Monday, June 1, 2009

Pedal Grinder

A hundred years ago very worthwhile piece of equipment for a farmer to own was a pedal grinder. It could be use to sharpen everything needing sharpening from sickle blades to butcher knives. When my grandfather Sorenson passed away, I was fortunate enough to inherit his grinder. He use to keep it out in the yard under the apple tree, and all us kids use to take turns pedaling it. It seemed worthy to build a model of, and so just yesterday I completed a 1/8th scale model of it.

Wooden Lock

A couple weeks ago I completed a working lock, built entirely out of wood and glue, for no reason other than just doing it.

Fill In Engine

I had a desire for some kind of different project, and I happened across a web site in England that had instructions for building a little hand cranked box organ. After watching and listening to a number of videos of various ones playing, I placed an order for a set of instructions. But as anyone knows who has ordered anything from across the ocean, it takes time to get here. So while I was waiting I put together this little vertical engine. It did not take much because I was able to use a left over steam cylinder from the steam shovel and the flywheel is a spare belt pulley from the sawmill. It is intriguing, because it has rather different straight line motion linkage that eliminates the need for a cross head guide. The timing was perfect, I completed it march 4th just as my package from England arrived.
The organ was finished about the first of May, but that is another story, and hopefully a video of it will get posted one of these days.

"Fancy Calipers"

One day while looking through an 1897 issue of the Sears Roebuck catalog I ran across a listing for some fancy calipers. They looked pretty handy and the price seemed very reasonable at 8 cents, but Sears, for some reason would not honor the order. Perhaps that catalog was too far out of date. Rather than go without I proceeded to make a pair of my own. I finished them February 22, and I was pleasantly surprised how well they work. Those "old timers" knew what they were doing!

Tool Post Grinder

When building the Gator gun in January I took an old 3/8" worn reamer and ground it down to .360 diameter so I could ream the barrel to 36 caliber. To grind it down I rigged a die grinder to the lathe tool post. It got the job done, but the setup was a little less than satisfactory, so that prompted building a solid tool post grinder of my own design. It was constructed almost entirely of on hand materials, except I did salvage a motor and speed control from a little Harbor Freight grinder. It was completed February 4th.

January was a busy month

After being under construction for 10 weeks, on January 9th 2009, a half scale model of a Winchester Model 1892 was completed. It is fully functional, just like a full sized one, except it cannot be shot because there are no bullets commercially available that will work in it. This is the same model as so often was used in John Wayne and Chuck Connors movies.
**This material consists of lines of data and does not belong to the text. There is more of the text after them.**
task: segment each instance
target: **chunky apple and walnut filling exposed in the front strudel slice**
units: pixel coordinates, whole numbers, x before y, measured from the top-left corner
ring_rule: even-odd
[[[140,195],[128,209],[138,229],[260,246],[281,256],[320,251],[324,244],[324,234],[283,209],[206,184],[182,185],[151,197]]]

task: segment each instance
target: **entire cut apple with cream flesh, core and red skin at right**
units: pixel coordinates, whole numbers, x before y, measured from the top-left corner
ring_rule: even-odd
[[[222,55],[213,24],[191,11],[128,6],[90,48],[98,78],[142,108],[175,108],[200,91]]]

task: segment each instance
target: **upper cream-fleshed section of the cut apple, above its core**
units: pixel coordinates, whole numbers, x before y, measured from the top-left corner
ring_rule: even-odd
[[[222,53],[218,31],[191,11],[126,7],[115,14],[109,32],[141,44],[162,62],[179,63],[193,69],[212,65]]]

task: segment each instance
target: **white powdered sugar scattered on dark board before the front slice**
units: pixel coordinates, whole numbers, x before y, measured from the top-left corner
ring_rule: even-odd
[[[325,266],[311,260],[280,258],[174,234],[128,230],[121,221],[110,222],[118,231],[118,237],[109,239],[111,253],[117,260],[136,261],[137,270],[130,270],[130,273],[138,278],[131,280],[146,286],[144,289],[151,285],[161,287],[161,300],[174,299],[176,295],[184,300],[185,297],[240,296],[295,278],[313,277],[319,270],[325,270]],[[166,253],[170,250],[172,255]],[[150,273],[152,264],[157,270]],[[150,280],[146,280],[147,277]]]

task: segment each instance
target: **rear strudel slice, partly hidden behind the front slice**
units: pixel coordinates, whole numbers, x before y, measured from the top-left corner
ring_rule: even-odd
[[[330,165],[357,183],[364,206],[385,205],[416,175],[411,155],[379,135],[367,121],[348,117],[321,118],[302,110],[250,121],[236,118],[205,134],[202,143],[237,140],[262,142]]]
On January 21 a rather whimsical under hammer muzzle loading pistol was completed. I call it my Gator Gun, and by golly it has proved to be pretty effective. I have not seen a single Gator in the whole county since it was finished

The month was finished up on the 29th of January by completing a mini .22 caliber revolver. It is fully functional, but it was decommissioned so that it will not shoot bullets. I did not want to take a chance of someone getting hurt with it.